Richard Carreño[Writers Clearinghouse News Service]
La Malbaie, Quebec
Think the Gold Coast of Florida. Without the palm trees. Think the Cote d'Azur. With a similar French flair. For almost a century, this riparian town, part former fishing village and now year-round tourist mecca, has been the coastal centre of what may be the closest thing that Quebec, even Canada, has to a European-styled Riviera. Including the rich and famous.
To be sure, the rich and famous here tend to be more like Canadian and American captains of industry than Hollywood movie producers and French starlets. Indeed, given the vagaries of north country weather and Malbaie's location of the north shore of the St. Lawrence, about 90 minutes by car from Quebec City, clothing of choice here is more often than not a snow bunny's fleece and mittens rather than that of a bikini-clad Cannes beach. If you can conjure the likes of ex-President William H. Taft, who was Malbaie fan, you can get the idea.
That said, these staid attractions in this Charlevoix region of Quebec have been enticing visitors more than 200 years. In the late 1700s, two Scots feudal lords, John Nairne and Malcolm Fraser, maintained landed estates in the area, and kicked off the tourist boom by inviting friends back in the Old Sod for prolonged visits, involving golf, salmon fishing, and whale-watching.
Even now, visitors still revel in these activities -- and in more modern summer-oriented water sports.
I came for the whales.Thanks to George Frazier.
Frazier, the late, great columnist for The Boston Globe, was also a writer for the old Holiday magazine. Whales -- the ocean-going variety, as well the plump, overly-stuffed society matron type (Margaret Dumont, anyone?) from the Lower-Forty-Eight -- Frazier reported way back in the 1950s, were reason enough for a visit.
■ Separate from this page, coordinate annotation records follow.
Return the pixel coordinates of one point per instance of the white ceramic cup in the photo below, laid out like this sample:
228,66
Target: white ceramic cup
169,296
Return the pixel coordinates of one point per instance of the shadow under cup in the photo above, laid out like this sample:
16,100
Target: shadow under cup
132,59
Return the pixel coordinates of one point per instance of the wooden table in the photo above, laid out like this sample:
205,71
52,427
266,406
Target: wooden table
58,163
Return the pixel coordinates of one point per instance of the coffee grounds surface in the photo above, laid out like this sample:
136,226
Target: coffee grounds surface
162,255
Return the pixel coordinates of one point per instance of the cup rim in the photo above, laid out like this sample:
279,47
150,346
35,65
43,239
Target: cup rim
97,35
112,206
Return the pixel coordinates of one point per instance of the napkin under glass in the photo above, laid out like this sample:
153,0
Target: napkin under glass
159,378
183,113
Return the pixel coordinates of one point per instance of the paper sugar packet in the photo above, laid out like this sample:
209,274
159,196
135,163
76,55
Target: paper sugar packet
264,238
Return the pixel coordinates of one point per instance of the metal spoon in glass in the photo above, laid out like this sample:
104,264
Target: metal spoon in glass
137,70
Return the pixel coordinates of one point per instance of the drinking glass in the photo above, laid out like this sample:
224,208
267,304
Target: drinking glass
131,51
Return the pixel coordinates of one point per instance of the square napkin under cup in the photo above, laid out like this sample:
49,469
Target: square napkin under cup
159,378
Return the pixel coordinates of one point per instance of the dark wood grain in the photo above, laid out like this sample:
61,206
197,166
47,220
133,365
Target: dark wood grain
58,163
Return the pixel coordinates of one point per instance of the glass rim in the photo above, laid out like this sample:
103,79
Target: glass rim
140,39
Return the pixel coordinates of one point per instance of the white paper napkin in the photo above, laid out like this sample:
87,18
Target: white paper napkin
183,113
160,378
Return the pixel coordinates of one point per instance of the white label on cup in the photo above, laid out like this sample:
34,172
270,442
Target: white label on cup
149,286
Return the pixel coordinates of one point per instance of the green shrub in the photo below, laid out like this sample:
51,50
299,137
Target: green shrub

Over the years, I kept that in mind.
I also kept in mind Frazier's admonition to observe Malbaie's conservative lifestyles. At least, those back in the day when he was writing. Mostly, this was quiet, family-oriented place. Mostly, modest. Though deep in the heart of liberal French Canada, revelry in these parts still has some of the vibe of Scottish prudery.
That is, with the notable exception of one of the world's marvels of contemporary craven excess, Sagard-Lac Deschenes. Tucked away on seventy-six square kilometres just north along the river, Sagard is 120,000-square, $46-million pile that's supposed to resemble a 16th century Italian villa. Since it was built, ahem, just a little-more recently by a consortium of Canadian fat cats, the place has more of the ring of William Randolph Hearst's San Simeon castle. Except that Sagard, interestingly enough, located in the village of Saint-Simeon, is a working, real-life hide-away for plutocrats, oligarchs, and just plain movers and shakers.
In all, according to newspaper reports, the Sagard is like a Koch Brothers mansion on steroids. With Sheldon Adelson as the yard boy.
Since I hardly fit that Sagard demographic, I wasn't on the dance card to get in. Not surprisingly, Canadian prime ministers, like Brian Mulroney, Pierre-Elliot Trudeau, and Jean Chretein; former presidents George W. Bush and Bill Clinton; Sarah Fergusson, the duchess of York; and King Juan Carlos of Spain all have been granted access over the years. Tiger Woods gets to play on Sagard's golf links. Oh yeah, they all fly in to Sagard's heliport.
Jean-Nicolas Blanchet, a reporter for Le Journal de Quebec, calls Sagard 'a veritable fortress of secrets' and a play land for rich lobbyists to entertain on behalf of the 'powerful.'
For most others, the height of sumptuousness on public display here is the Fairmont Manoir Richelieu, another wedding cake-like, fairy-tale neo-chateau, built as a 250-room hotel in 1899. Manoir Richelieu, in nearby Point-au-Pic, was President Taft's home-away-from-home and where, in 1925, he inaugurated the hotel's now-widely-heralded eighteen-hole golf course.
When I came here recently, I arrived from the north, driving from Saint-Simeon and my misadventure with Sagard. I had landed there by ferry from the south shore town of Rivere-du-Loup, where a friend and I had set out for the hour-long cross-river voyage.
We had hoped to sight whales. No such luck. And in modern-day Malbaie, I learnt later, even the Margaret Dumont-variety are now hard to find.